HTMX source of this page
The HTMX source that generates this page is here.
A little explanation:
- Comments are indicated by %[** .... ]%.
- The last line of the source file includes the wrapper file: %[*include,=xfwrapper.htmi]%.
- The page source defines some *blocks and then *includes the wrapper, which provides basic page structure and expands the blocks in the right places. Items in the page source can override or supplement items specified in the wrapper.

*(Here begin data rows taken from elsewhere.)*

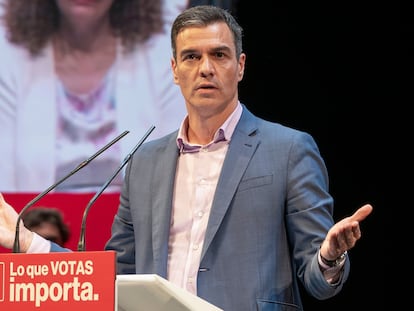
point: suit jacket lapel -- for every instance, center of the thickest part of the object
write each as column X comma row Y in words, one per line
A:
column 242, row 146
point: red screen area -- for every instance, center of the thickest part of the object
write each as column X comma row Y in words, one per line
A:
column 72, row 205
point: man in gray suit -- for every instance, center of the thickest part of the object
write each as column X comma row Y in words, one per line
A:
column 233, row 208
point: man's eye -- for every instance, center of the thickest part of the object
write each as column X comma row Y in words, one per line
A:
column 191, row 56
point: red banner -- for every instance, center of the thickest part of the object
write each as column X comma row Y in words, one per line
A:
column 58, row 281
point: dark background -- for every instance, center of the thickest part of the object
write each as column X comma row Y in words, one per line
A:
column 318, row 66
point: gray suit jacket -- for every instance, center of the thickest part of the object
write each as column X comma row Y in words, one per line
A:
column 270, row 214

- When the page source begins the description of a builtin, it calls a macro bif using *callv. The macro appends HTML TR elements to a string variable called biflist which contains a TABLE with a row for each builtin. The variable contents are inserted later in the source under the heading Builtin Summary Table. Thus I only have to type the builtin description once, and each builtin's description will always match the table entry. The macro also counts the number of builtins in bifcount and a CAPTION element containing this value is added to biflist so that the table displays with a count of rows.
- Notice the use of backslashes in the source to quote the percent and bracket characters.